The first question is whether the separation was a quit or a discharge. Ordinarily, a discharge is an unequivocal action taken by an employer, leaving no shred of doubt as to the employer's intentions. Rice Lake Creamery v. Ind. Comm., 15 Wis. 2d 177 (1961); Wilson v. Reinke Service, UI Hearing No. 02600504MW (LIRC July 31, 2002). Furthermore, the courts have held that if an employment relationship is to be terminated by the employer, there must be something more in the record than the mere assumption or impression of the employee to the effect that he is fired. An employee owes a duty to definitely ascertain what his employment status is before concluding that the employment relationship is fully terminated. Eisenberg v. Ind. Comm. & Planasch, Case No. 116-225 (Dane Co. Cir. Ct., Jan. 5, 1966); Leo N. John v. DILHR & Julian Galst, et al., Case No. 134-448 (Dane Co. Cir. Ct., Feb. 23, 1973); Rupcic v. Wis. Liquor Co., Case No. 150-045 (Dane Co. Cit. Ct., Feb. 21, 1977); Arnold v. RD Roman, Inc., UI Hearing No. 980000732MD (LIRC Nov. 19, 1998); Wilson, supra.; Mindham v. ESA Services, Inc., UI Hearing No. 02403197AP (LIRC May 16, 2003).

Here, the employee had been aware for some time that the employer had wanted to discuss allegations of unsatisfactory performance/inappropriate conduct with him, but had failed to participate in scheduled meetings. He was also aware, on November 20, 2005, that he would not be permitted to return to work until he discussed these allegations with the employer. However, despite this, his only contact with the employer after November 20 was a brief call to the owner during which he was told that the owner was too busy to talk to him right then.

The employee had a responsibility under these circumstances to make additional efforts to contact the employer to discuss his employment status, and his failure to do so renders the separation a quit.
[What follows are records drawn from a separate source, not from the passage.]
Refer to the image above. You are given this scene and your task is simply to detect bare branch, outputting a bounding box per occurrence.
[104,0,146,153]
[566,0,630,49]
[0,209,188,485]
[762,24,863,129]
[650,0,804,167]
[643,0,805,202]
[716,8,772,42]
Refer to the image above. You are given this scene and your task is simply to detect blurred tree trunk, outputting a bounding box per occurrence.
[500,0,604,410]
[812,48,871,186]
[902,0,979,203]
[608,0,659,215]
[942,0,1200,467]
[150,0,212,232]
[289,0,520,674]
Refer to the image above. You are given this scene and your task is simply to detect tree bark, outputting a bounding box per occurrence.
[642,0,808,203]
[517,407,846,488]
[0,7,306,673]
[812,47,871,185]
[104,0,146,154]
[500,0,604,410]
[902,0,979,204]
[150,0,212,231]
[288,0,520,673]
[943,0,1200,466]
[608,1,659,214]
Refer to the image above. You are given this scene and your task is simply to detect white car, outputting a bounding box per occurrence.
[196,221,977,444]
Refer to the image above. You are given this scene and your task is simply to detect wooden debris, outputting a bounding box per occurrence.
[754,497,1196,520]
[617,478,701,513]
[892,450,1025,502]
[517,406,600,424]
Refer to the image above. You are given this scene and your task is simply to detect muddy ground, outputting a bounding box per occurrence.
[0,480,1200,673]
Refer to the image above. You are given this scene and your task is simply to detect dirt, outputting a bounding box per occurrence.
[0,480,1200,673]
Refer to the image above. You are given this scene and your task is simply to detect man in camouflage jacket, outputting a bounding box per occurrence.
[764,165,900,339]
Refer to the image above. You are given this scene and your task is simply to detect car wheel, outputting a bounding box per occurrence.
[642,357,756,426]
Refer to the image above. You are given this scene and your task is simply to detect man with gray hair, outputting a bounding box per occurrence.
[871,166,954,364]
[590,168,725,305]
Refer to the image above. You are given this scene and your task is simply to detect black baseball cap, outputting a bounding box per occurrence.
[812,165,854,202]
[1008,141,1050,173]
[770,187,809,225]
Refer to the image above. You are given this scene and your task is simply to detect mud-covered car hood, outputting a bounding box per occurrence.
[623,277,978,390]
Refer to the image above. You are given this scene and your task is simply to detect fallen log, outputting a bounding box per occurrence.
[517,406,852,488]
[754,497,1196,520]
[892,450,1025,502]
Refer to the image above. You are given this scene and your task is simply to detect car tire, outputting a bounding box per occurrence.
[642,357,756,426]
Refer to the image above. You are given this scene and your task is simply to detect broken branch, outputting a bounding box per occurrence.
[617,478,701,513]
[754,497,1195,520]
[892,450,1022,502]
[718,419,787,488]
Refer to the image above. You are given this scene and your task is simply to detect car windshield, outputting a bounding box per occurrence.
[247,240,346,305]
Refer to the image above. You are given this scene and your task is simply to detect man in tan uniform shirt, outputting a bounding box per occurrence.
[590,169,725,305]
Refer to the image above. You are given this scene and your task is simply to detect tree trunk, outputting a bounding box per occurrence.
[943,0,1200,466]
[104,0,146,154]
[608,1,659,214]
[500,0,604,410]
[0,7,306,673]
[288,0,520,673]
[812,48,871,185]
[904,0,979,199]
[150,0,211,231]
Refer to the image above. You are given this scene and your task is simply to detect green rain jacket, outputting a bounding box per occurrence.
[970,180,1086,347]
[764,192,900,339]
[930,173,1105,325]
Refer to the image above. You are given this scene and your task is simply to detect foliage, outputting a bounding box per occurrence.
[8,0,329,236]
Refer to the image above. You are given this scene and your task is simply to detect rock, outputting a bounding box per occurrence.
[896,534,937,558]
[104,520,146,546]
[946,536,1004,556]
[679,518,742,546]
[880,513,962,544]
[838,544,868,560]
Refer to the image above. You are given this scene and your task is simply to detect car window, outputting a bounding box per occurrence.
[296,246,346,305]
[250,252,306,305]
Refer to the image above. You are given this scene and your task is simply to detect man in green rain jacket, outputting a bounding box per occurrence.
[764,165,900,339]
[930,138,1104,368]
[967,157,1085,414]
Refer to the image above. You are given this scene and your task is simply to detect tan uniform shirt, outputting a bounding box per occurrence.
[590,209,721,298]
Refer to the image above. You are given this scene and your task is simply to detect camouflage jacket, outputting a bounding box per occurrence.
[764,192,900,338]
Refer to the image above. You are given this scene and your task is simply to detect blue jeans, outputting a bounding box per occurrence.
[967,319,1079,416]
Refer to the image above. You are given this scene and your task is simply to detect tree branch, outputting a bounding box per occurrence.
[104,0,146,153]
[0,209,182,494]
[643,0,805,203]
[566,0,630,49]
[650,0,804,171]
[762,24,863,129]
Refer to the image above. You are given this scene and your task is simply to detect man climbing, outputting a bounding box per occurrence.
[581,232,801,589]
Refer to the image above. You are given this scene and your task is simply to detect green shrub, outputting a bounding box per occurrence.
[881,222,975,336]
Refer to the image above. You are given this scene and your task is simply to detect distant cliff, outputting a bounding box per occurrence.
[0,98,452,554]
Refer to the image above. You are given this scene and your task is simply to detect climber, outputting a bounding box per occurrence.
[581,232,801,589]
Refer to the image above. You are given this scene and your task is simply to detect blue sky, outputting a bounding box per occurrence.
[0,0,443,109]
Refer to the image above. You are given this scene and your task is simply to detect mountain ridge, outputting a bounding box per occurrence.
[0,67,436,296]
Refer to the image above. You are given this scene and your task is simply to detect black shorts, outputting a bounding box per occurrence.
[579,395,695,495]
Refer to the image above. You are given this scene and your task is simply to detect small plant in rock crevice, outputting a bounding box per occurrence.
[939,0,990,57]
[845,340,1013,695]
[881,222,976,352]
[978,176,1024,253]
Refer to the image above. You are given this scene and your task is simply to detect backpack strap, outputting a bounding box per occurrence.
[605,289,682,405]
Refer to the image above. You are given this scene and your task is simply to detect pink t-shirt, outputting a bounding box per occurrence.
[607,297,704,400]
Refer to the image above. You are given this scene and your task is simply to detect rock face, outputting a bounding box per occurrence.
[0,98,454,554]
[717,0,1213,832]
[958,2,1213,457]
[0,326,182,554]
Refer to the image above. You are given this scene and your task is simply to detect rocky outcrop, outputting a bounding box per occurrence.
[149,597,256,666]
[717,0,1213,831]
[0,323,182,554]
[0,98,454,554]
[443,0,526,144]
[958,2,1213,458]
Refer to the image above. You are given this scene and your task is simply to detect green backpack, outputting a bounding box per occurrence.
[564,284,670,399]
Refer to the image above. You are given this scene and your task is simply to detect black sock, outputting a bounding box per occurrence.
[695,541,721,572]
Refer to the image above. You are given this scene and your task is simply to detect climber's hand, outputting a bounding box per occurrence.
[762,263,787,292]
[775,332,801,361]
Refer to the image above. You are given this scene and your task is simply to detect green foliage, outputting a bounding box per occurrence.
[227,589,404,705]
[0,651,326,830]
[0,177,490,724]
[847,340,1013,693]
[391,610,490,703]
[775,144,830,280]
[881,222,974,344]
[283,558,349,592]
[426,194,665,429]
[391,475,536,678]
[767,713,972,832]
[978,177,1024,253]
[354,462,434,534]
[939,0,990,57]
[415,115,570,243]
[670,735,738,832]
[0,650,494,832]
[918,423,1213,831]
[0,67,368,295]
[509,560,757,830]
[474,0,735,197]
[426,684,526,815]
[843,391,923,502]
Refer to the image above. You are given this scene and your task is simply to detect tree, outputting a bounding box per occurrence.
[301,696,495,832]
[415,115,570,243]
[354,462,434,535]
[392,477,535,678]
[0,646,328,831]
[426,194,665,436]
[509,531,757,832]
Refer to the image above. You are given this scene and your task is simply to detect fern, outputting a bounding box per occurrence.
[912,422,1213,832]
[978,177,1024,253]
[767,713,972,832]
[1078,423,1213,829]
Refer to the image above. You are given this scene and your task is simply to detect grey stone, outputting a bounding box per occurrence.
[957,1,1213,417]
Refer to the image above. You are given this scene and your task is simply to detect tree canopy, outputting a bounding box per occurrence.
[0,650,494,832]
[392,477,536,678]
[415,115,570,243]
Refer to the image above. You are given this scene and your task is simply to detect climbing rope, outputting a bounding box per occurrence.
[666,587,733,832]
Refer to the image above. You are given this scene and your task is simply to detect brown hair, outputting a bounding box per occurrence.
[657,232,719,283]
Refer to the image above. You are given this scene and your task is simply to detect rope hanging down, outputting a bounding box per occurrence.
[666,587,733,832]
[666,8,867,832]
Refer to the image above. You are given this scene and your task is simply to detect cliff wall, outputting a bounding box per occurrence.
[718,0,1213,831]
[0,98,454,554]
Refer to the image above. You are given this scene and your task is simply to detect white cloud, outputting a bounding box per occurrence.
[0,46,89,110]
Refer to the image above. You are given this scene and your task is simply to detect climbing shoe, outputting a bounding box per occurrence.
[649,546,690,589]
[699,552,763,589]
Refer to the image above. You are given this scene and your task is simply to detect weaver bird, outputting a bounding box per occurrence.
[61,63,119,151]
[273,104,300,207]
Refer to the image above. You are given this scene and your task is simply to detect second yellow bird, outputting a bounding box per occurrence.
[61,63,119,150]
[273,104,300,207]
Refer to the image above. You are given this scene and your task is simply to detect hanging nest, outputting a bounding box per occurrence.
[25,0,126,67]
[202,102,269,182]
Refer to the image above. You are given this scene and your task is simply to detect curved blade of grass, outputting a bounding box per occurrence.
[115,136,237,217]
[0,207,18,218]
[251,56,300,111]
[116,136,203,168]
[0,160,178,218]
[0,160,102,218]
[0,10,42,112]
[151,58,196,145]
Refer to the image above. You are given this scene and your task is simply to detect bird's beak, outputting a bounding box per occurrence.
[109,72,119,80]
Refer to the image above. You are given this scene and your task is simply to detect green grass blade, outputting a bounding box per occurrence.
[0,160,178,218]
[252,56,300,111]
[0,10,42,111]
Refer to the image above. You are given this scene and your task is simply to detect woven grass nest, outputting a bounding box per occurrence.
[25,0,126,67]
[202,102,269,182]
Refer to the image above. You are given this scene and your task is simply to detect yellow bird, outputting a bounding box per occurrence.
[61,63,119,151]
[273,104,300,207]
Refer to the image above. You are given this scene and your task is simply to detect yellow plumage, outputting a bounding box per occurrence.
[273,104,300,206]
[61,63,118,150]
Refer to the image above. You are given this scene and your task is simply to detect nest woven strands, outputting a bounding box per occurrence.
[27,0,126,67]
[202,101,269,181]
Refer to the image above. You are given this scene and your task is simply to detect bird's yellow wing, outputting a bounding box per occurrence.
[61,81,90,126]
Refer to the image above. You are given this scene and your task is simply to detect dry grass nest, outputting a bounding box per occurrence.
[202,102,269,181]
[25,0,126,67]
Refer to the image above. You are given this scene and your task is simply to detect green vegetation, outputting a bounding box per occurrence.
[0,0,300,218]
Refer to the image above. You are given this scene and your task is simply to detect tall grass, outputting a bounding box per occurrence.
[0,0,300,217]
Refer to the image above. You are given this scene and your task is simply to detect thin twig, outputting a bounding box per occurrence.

The employee argues that Williams' directive that he turn in his keys, gate card, and uniform led him to believe on November 20 that he had been discharged. First of all, the employee would not have been reasonably justified in concluding that Williams, a peer, had the authority to discharge him. See, Mindham, supra; Villarreal v. Land O' Lakes, Inc., UI Hearing No. 03007822MD (LIRC March 31, 2004). More importantly, the commission has not interpreted a demand that an employee turn in his keys as a discharge if the employer intended something different and communicated this to the employee. Livingston v. L & D Trading Post, Inc., UI Hearing No. 02200117EC (LIRC June 13, 2002); Koenings v. Commercial Weather Proofing Services Inc., UI Hearing No. 03004661WK (LIRC March 5, 2004); Valentine v. Currie Park Service Center, UI Hearing No. 01611974MW (LIRC Jan. 30, 2003). Williams' statements to the employee reasonably conveyed the message that he would not be allowed to return to work until the owner had an opportunity to discuss with him certain serious allegations, which the employee had so far avoided discussing, and that his keys, gate card, and uniform would be kept by the employer at least until this discussion could be conducted and the allegations reviewed with him. The request that he turn in his keys, uniform, and gate card should not reasonably have been interpreted by the employee as a discharge.

There is no exception to the quit disqualification which would apply here.